"Rates are either at the same level as last year or a little bit below," chief economist for the Metro Denver Economic Development Corporation (Metro Denver EDC) Patty Silverstein said. "So, we are definitely seeing some nice leveling off of activity in the commercial real estate market."
The vacancy rates are in office, industrial, flex and retail markets.
In addition to that, some development projects are currently underway. However, many were planned and funded before the recession hit.
"On that whole commercial side, because those lease rates are still soft, we're not really seeing any speculative development, but what we are seeing are some public projects that are still moving forward," said Silverstein. "So, we have things like the Denver Crime Lab, or at Metro State, their Hotel and Learning Center and even some medical projects of course too, such as the Children's Hospital Broomfield expansion."
The GID Urban Development Group also broke ground on its second phase of an apartment project in Riverfront Park, and the Urban Land Conservancy is planning a transit-oriented development along the West Corridor light rail line.
Because of deficit challenges, fewer public projects are expected to start. Apartments and other high-density housing are becoming the preferred developments with residential builders as financing for detached homes remains slow.
Denver's job market has shown some improvement with 5,200 jobs added in the first two months of the year.
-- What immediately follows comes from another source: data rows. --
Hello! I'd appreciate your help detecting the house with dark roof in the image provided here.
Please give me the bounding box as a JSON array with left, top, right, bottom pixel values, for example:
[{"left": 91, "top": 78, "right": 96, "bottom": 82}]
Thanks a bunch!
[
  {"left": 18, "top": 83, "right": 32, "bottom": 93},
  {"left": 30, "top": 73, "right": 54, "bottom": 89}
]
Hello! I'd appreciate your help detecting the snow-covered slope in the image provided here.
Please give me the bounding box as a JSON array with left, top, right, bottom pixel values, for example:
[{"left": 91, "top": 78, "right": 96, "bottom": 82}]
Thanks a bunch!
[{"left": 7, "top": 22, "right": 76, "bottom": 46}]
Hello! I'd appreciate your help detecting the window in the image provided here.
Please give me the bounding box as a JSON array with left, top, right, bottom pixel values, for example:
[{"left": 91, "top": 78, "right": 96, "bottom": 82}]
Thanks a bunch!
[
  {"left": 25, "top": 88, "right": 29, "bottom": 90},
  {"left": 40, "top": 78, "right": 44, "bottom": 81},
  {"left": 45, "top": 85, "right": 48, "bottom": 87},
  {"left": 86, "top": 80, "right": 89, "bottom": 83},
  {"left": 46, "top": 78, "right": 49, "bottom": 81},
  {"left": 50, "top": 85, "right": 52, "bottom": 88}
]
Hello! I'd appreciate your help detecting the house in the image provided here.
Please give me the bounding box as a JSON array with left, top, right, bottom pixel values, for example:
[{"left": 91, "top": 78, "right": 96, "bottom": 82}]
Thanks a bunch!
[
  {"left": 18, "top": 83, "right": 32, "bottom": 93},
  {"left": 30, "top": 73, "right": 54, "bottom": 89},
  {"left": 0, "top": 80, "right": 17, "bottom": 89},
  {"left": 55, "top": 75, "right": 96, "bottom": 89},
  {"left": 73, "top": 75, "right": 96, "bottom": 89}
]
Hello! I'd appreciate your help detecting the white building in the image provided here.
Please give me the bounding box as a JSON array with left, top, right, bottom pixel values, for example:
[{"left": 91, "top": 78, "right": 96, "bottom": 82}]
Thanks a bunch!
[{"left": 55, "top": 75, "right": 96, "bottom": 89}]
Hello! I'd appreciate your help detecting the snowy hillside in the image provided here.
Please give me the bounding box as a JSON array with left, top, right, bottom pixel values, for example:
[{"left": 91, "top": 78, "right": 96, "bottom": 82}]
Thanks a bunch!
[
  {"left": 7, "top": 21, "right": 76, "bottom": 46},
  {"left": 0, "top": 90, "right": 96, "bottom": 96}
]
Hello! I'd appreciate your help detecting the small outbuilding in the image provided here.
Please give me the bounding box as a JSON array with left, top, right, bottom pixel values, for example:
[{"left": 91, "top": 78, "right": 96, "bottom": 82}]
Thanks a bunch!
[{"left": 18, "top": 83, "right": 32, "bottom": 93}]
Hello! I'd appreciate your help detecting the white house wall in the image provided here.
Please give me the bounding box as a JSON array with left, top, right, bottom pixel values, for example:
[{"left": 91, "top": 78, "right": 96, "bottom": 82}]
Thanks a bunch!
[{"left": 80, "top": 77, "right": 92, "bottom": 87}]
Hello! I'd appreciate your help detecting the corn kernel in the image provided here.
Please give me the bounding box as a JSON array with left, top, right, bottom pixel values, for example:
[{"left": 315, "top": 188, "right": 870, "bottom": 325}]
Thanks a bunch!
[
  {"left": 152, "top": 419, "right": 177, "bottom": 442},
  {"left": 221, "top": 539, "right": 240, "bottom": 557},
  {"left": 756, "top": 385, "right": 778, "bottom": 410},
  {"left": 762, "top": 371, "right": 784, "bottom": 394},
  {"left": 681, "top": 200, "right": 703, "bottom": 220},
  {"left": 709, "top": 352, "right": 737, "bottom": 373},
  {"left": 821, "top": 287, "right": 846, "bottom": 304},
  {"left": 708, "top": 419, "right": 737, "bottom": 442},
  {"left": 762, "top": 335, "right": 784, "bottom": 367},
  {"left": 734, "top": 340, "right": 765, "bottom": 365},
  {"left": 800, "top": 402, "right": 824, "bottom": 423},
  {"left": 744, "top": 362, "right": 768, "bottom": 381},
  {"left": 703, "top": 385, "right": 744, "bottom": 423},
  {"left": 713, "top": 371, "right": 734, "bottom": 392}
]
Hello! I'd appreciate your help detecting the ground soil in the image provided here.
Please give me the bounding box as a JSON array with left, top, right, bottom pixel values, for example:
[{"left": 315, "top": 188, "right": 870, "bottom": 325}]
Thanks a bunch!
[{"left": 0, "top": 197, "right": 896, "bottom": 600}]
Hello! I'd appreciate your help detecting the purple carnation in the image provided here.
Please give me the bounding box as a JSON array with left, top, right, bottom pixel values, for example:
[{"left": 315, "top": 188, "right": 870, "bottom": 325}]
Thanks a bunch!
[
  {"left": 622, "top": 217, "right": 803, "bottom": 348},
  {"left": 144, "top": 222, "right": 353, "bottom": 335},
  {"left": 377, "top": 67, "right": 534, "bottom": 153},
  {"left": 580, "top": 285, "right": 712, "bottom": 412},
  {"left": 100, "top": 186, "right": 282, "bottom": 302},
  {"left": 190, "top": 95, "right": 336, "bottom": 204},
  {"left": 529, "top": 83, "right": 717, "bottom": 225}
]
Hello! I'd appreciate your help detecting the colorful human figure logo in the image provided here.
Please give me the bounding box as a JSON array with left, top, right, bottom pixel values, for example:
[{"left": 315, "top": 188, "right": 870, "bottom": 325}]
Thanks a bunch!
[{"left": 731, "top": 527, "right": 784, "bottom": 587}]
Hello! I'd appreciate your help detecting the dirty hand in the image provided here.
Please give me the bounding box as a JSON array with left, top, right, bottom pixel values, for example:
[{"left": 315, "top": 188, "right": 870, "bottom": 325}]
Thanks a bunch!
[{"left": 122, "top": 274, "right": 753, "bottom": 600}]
However, the job market is still slow. In healthier economic periods over the last decade, employers have added, on average, close to 10,000 jobs during the month of February alone.
In addition to that, the employment rate has not gone down.
"The unemployment rate has been rising recently, but it's because we have more people moving back into the labor force, because they see that we're seeing jobs being added in the economy once again," said Silverstein. "In fact, if we take a look at just for the first two months of the year, we have 1,000 more jobs on average this year than we did last year. So that's attracting more people back into the market, but it's taking them awhile to find that position again."
Overall, the economy has improved slightly, in both commercial real estate and jobs.
"I am more optimistic this year than I was at this time last year," said Silverstein. "We do have about 17 percent of our employers that say they're going to hire. That's about on par with where we were last year. Only 6 percent say that they're going to be laying off [employees]. So, the situation is certainly improving right about now."